What are some possibilities of what that might be? Is it only one thing? More than one?

Before you know the whole story, you develop a whole range of expectations of what might happen. The Essenes at Qumran believed that there might be several Messianic figures because of the conflicting images in the Old Testament (comforter, warrior, deliverer, etc). However, once you learn what all these things are describing, it all makes sense and you begin to realize new things that pointed to that future reality that you never noticed before.
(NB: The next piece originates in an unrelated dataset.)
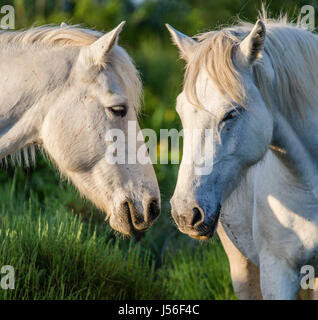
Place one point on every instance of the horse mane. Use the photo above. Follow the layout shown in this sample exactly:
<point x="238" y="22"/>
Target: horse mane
<point x="49" y="37"/>
<point x="293" y="54"/>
What was being described in the hypothetical example above? A center that is producing Christian literature, training, and transporting missionaries and literature all over the world. They are reaching the lost on a daily basis. It is one building, not many. It never knows darkness because it runs 24/7 and because it is doing its part to be a light to the world. It is a place of truth and is changing the world. Now that you know that, it all makes sense. You begin to realize that some of the possibilities you generated were not quite correct, although they had some correct components.

One difficulty we run into is that some of the information was figurative and others parts were literal. Some parts had both figurative and literal components (no night). The temptation is that once you have had the answer to those details, after a while you begin to think that it all made perfect sense the whole time. But it didn’t. That is like the view of the Messiah. Now that we know it is Jesus, it really changes the way you look at scripture. Now, all of a sudden things jump out that sound like the Messiah that were not recognized that way all the time. It sounds obvious to us because we know about Jesus but it wasn’t as obvious to them.
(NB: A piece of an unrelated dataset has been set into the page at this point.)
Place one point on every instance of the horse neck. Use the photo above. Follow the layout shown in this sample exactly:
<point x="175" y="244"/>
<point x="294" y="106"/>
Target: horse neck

We read verses like the following as obvious prophesies of Jesus:

  • Isa 53
  • Psalm 22
  • Isa 7:14
  • Zech 11:12-13 (Mtt 27:9-10)
  • Jer 31:31-34

These were not so obvious to them. Only in hindsight do these things begin to fall into place from our perspective of knowing that Jesus is the answer. There are all sorts of charts and diagrams on the prophesies concerning the Messiah but one thing is clear, if they had made a chart of what they considered prophesies of the Messiah in 600 B.C. it would certainly have been a lot shorter than the ones we develop today. Why? Because now we can see those things clearly and more pieces begin to fall into place.

The Jew’s had a misunderstanding of who/what the Messiah was supposed to be because they didn’t have all of the pieces in front of them and they weren’t privy to all the stories about Jesus’ life that we are. What do you typically hear that the Jews expected in a Messiah?

  • Military leader who would free them from the Romans.
    • Acts 1:6 – Restore the kingdom
    • Mark 10:35-45, Luke 22:24-27 – sitting by Jesus in the kingdom
    • John 6:15 – they were going to make Jesus king.
    • John 19:19 – King of the Jews (irony)

Where does this idea come from?

  • Who did the Jews live under rule from? Rome.
  • Was that all fun and games? They were oppressed and had to pay heavy taxes, etc.
  • What do we do when we want to find out what God has to say about things like that? Turn to our Bibles.
  • What Bibles did they have prior to Jesus? – Old Testament. So they looked there to see what God did in times like these.
  • They found verses like the following:
    • Isa 56:6-8
    • Isa 61
    • Hag 2:7
    • Dan 7:13-28

When God’s people had been in exile and oppression in the past, God promised and sent deliverance. How would Roman oppression be any different?

People started looking for additional fulfillments of Old Testament prophesies, many of which had already had an initial fulfillment in figures like Zerubabel and Cyrus the great in order to make sense of their situation with Rome. Little did they realize that the Messiah that would come would have a greater purpose than freedom from momentary struggles. Therefore, they misunderstood him and eventually killed him, ironically with the sign over his head “King of the Jews.”

Another problem and temptation is to read back into the text what is not there. Once you begin looking for Messianic prophesies you start to see them everywhere! But that is not always being fair with the text. Some prophesies had dual fulfillments (Isa 7:14 – the first fulfillment is a “young woman” having Isaiah’s baby in 8:1-4 and the other is in Jesus). Some scriptures that appear to have a Messianic twist may not have any at all except a loose connection by a few common words or themes that may not have been intended. I often wonder if Hosea 11:1 is not one of these. We like to connect this verse with Jesus time in Egypt in infancy. Whether or not that was the intention is highly questionable.

The bottom line is that we have to be honest in trying to understand and appreciate the Old Testament in two ways. First, we need to appreciate it for what it meant when it was written. When Isaiah prophesied about a son being born to a young woman, it was really a message of hope to them because he was using that as an illustration of a time-table for deliverance (Isa 7:14-16) that had significance in giving them hope in their present day circumstances. It is not very hopeful to say that 700 years from now deliverane will finally occur. Did it mean more than that? Of course. Ultimately Jesus was the greater fulfillment of that prophesy. But first we have to appreciate it for what it meant in their day. Second, we appreciate the text in light of the rest of the story. Now we do no about Christ and we should never discount that. He brings a greater light to the story and illuminates parts that have never made sense but are only brought together in an understanding of his life, death, and resurrection.